Most summer bulbs are good partners for perennials. Adding them to existing garden beds and borders ensures continuous color from midsummer to frost. Plant dahlias, glads, callas and others in a cutting garden or even right in your vegetable garden. Most summer bulbs also grow well in containers, including border dahlias, tuberous begonias, elephant ears, cannas, callas, caladiums, and eucomis. Learn more about growing in containers HERE.
Should flower bulbs be watered after planting?
Bulbs are often still dormant when they are planted. Moisture helps wake them up. If the soil is already moist, there’s no need to water. If the soil is dry and there’s no rain in sight, apply about an inch of water per week for the first several weeks after planting.
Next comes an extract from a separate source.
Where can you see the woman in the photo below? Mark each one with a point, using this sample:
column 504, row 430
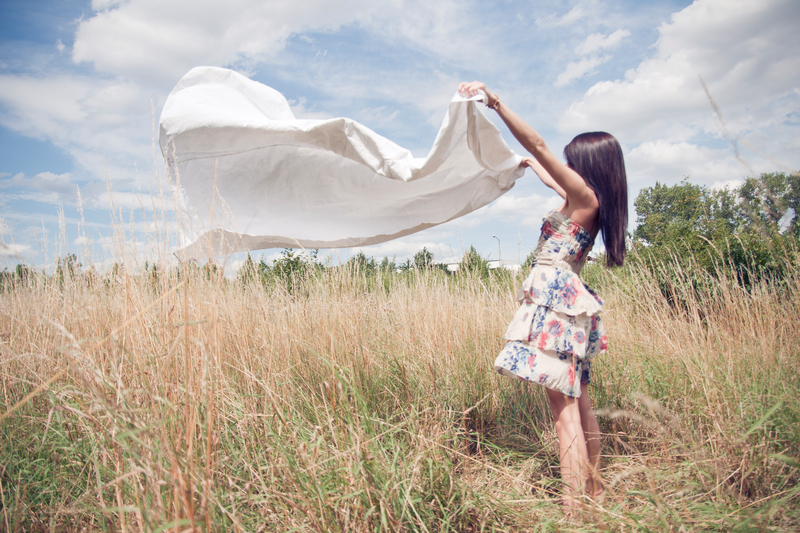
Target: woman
column 556, row 330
Do flower bulbs bloom every year?
Given the right growing conditions, hardy bulbs such as lilies, crocosmia and liatris will multiply and bloom year after year. Other summer-blooming bulbs such as dahlias and cannas are relatively tender and will not survive cold winter temperatures. Be sure to check the hardiness rating before you buy. Learn more here All About Spring-Planted Bulbs.
Do I need to dig up my summer bulbs or can I leave them in the ground?
Bulbs that are winter hardy in your area may be left right in the ground. Other more cold sensitive bulbs may not survive the winter outdoors. If you don't know which hardiness zone you live in, check the map HERE. You can find plant-specific hardiness information each type of spring planted bulb HERE.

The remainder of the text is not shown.